[Rarebooks] fa: EARL OF CHESTERFIELD: LETTERS TO HIS SON • First Edition/First Issue • 1774

ArCh ardchamber at earthlink.net
Wed Oct 25 12:02:36 EDT 2023


Auction ends Sunday, October 29. Images and more details can be found at the URL below or by searching for the seller name arch_in_la. 

https://tinyurl.com/ymdoqaee

Thanks again,
Ardwight Chamberlain
Ann Arbor, MI, USA


Lord Chesterfield: Letters Written by the late Right Honourable Philip Dormer Stanhope, 4th Earl of Chesterfield, to his Son, Philip Stanhope, Esq; late Envoy Extraordinary at the Court of Dresden: Together with several other pieces on various subjects. Published by Mrs. Eugenia Stanhope, from the originals now in her possession. In two volumes. London: Printed  for J. Dodsley in Pall-Mall, MDCCLXXIV [1774]. First edition, first issue. Two volumes, 4to (29.5 cm), in early/period full polished calf, rebacked preserving the original gilt-tooled spines, gilt-lettered morocco spine labels; [4], vii, [1], 568 pp.; [4], 606, [2] pp; with the half-titles in both volumes, errata leaf in vol. II, portrait frontispiece in vol. I. ESTC T136181.

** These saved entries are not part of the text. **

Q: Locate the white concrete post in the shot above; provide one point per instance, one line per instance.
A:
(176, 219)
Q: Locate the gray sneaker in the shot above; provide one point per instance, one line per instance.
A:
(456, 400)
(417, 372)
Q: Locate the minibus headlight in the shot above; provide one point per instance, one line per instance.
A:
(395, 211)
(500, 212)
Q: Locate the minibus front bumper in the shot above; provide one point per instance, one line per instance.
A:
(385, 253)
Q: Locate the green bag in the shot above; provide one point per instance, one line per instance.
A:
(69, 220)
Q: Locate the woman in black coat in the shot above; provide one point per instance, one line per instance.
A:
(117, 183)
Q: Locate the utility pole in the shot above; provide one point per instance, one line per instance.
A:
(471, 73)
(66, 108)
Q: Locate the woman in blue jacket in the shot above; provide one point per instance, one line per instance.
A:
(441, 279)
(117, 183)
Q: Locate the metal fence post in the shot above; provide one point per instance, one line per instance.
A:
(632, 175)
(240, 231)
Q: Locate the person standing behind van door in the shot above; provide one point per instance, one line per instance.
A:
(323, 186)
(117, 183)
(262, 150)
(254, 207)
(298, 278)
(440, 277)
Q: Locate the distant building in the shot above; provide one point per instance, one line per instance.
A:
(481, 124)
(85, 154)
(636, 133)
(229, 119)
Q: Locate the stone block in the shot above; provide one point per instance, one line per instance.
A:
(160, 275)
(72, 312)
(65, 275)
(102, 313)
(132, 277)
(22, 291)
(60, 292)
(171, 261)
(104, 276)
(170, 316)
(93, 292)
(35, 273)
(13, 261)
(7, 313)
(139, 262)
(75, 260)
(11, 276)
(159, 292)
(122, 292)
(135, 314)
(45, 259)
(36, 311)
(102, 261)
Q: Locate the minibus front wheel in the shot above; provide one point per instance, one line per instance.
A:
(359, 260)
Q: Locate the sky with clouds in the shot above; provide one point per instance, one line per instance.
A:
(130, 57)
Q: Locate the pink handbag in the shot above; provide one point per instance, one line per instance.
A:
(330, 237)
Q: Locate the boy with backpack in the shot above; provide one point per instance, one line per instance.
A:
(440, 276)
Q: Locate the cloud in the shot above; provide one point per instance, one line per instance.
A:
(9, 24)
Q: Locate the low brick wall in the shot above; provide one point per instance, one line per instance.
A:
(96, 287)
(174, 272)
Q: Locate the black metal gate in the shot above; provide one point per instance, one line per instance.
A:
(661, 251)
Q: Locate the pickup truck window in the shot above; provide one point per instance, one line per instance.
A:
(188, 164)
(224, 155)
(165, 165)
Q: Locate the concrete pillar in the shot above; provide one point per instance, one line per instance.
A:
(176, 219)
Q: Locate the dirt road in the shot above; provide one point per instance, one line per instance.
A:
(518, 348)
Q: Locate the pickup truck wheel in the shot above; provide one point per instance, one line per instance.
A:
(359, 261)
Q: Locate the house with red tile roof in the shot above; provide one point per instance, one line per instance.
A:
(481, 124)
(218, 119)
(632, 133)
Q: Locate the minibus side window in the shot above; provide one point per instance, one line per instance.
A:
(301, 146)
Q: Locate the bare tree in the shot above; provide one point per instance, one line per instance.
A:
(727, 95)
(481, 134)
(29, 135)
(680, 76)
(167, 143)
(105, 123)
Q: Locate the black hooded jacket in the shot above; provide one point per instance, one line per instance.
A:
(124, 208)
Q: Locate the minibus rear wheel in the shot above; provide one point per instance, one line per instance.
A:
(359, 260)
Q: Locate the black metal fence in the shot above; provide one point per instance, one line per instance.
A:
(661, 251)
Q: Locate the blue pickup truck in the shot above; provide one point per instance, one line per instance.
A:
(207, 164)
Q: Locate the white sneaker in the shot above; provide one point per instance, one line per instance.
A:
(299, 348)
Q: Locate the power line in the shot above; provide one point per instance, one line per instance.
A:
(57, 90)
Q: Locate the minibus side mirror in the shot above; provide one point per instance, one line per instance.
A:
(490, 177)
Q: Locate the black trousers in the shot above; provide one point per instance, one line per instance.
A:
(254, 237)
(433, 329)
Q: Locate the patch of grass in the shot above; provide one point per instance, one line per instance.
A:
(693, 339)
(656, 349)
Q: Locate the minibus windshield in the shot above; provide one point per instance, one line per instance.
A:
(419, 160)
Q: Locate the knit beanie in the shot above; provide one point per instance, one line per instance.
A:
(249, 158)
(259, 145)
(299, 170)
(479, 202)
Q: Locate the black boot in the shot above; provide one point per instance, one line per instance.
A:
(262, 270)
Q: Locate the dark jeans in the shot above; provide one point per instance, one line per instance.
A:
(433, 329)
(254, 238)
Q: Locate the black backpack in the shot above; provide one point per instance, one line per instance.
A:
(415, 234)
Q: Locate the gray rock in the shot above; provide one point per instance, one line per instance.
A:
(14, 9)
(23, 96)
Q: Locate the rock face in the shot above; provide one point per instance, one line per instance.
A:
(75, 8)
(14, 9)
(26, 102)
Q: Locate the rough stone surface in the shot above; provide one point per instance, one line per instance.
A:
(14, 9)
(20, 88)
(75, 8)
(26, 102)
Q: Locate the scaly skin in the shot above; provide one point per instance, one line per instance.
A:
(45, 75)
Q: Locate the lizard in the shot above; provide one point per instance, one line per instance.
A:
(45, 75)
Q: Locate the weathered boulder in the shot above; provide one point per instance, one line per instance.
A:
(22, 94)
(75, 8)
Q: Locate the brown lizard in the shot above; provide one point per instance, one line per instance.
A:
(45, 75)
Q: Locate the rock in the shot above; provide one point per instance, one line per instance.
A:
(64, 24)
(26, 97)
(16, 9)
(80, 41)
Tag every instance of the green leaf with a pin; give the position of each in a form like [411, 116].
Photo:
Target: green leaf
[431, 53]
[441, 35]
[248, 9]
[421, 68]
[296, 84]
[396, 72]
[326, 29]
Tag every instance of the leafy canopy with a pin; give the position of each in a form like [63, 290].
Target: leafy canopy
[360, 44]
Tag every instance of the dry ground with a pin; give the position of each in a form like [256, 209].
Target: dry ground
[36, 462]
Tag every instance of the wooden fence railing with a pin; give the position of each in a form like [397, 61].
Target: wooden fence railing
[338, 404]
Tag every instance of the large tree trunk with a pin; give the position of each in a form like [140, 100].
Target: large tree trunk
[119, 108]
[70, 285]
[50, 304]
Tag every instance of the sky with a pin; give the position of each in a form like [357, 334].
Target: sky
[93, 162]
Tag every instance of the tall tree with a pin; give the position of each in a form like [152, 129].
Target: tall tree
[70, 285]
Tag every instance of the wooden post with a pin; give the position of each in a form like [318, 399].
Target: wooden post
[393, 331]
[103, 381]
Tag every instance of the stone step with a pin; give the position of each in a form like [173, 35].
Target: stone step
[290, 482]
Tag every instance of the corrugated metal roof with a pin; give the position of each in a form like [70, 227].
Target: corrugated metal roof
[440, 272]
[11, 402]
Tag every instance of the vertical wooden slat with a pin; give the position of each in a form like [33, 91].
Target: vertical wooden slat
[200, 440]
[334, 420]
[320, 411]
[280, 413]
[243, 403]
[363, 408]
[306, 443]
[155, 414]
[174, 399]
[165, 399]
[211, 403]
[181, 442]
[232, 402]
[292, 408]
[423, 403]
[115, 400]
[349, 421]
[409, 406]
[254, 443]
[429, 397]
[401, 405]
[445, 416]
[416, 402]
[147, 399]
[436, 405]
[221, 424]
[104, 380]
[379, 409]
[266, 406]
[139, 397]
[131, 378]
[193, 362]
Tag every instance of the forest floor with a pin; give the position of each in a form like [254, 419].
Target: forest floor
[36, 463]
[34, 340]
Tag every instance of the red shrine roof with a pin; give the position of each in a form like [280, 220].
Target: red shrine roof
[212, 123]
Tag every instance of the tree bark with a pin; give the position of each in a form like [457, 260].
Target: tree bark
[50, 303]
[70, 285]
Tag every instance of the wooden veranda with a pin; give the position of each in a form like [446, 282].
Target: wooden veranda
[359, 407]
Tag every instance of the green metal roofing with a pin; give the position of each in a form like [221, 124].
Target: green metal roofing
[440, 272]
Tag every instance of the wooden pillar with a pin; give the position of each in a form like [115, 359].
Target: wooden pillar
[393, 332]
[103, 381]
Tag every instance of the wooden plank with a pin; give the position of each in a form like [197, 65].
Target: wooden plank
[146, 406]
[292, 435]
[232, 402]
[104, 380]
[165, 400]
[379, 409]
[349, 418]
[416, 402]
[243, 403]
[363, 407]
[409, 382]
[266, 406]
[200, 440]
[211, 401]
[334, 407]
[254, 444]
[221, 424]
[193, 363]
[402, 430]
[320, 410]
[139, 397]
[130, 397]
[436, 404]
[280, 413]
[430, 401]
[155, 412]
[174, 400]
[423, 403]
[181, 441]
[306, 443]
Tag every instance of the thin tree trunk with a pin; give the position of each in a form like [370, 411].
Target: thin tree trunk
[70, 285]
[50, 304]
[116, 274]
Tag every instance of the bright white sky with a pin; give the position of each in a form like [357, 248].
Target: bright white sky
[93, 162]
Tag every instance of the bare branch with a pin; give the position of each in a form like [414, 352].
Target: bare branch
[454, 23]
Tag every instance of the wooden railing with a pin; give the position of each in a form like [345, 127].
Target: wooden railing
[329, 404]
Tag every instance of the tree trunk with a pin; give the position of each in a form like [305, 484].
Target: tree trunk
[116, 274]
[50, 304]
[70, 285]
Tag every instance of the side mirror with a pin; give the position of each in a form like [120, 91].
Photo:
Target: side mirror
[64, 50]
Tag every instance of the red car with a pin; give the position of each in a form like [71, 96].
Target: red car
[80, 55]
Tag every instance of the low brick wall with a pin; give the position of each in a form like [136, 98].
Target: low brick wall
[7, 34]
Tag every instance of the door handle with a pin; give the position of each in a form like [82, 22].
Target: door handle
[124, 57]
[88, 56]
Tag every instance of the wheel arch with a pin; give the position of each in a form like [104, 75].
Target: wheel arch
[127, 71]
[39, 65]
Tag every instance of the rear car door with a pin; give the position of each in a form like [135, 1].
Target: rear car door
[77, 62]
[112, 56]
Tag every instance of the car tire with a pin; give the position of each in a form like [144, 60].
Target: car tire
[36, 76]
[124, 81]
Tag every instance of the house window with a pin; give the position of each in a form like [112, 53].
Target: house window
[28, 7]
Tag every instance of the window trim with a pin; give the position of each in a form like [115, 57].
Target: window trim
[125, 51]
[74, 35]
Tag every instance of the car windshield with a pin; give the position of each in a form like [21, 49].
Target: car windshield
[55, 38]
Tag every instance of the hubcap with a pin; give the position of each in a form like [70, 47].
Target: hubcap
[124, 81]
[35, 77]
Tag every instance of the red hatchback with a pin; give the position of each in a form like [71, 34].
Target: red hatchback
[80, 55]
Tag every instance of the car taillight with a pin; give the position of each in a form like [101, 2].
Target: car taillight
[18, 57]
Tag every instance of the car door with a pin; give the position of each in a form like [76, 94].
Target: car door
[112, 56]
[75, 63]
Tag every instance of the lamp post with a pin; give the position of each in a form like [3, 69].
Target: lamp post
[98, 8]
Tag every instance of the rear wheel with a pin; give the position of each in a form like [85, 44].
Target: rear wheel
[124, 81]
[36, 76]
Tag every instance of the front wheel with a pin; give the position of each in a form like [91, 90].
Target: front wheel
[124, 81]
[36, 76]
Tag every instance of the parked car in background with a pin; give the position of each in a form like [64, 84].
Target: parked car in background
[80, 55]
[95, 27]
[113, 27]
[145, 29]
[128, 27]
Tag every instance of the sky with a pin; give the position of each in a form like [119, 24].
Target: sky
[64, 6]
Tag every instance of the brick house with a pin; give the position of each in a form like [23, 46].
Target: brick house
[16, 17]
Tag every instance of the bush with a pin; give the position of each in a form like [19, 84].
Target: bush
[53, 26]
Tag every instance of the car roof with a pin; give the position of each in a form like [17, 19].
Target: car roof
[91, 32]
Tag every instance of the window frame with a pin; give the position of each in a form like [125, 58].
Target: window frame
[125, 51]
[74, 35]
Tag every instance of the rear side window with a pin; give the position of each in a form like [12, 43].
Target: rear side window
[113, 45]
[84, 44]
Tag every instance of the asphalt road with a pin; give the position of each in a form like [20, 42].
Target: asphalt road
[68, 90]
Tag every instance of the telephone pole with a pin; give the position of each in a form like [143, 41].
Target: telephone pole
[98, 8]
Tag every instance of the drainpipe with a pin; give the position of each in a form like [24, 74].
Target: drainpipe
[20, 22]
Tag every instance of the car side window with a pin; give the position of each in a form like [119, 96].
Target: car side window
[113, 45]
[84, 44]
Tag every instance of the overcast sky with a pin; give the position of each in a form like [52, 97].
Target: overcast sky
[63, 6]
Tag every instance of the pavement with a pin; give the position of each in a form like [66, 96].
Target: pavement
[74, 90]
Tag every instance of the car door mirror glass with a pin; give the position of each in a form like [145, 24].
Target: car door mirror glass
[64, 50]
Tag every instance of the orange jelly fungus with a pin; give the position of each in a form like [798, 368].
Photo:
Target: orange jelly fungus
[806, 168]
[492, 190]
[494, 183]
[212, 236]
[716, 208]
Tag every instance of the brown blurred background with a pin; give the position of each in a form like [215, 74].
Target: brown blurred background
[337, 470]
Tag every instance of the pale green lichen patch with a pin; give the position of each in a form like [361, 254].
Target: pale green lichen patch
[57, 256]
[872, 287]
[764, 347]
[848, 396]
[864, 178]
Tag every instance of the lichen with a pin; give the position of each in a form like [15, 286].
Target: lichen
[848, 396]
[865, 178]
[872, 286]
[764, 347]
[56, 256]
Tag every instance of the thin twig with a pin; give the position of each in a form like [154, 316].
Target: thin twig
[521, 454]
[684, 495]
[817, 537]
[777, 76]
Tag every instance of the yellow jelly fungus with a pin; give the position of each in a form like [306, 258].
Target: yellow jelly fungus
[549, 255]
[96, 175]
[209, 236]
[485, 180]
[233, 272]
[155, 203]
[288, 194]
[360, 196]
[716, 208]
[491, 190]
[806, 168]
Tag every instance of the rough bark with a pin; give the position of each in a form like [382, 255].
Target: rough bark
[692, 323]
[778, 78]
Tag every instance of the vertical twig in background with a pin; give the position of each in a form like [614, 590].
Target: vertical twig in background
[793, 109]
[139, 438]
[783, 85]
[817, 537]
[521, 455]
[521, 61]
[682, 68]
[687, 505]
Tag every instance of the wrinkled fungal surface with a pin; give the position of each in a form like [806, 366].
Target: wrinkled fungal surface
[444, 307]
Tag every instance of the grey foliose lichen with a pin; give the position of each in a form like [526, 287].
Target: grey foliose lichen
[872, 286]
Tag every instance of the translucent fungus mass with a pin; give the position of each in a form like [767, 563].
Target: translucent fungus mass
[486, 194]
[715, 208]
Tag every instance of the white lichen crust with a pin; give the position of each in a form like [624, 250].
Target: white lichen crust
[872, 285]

The uncommon first issue of the first edition, with the typo "quia uroit" for "qui auroit" on p. 55, line 16. Bindings with some rubbing and edge wear, corners bumped; contents with generally mild browning and offsetting (heavier on a few leaves in vol. II), scattered foxing, a few occasional small stains and/or touches of soiling, small ink stain to the fore-edge of the text block of vol. II; else clean and sound, securely bound in handsome calf bindings of the period. Front paste-downs with the modern bookplate of antiquarian bookseller Peter Stewart Young, Tillingham.

An attractive example of this phenomenally successful collection of Lord Chesterfield's letters to his illegitimate son, published posthumously by his son's widow. Begun when his son was only five and continuing for over thirty years until the latter's death in 1768, the correspondence became the eighteenth-century handbook on the "Art of Becoming a Man of the World and a Gentleman," often reprinted and widely emulated. On the other hand, Samuel Johnson condemned Chesterfield's letters for teaching "the morals of a whore and the manners of a dancing-master."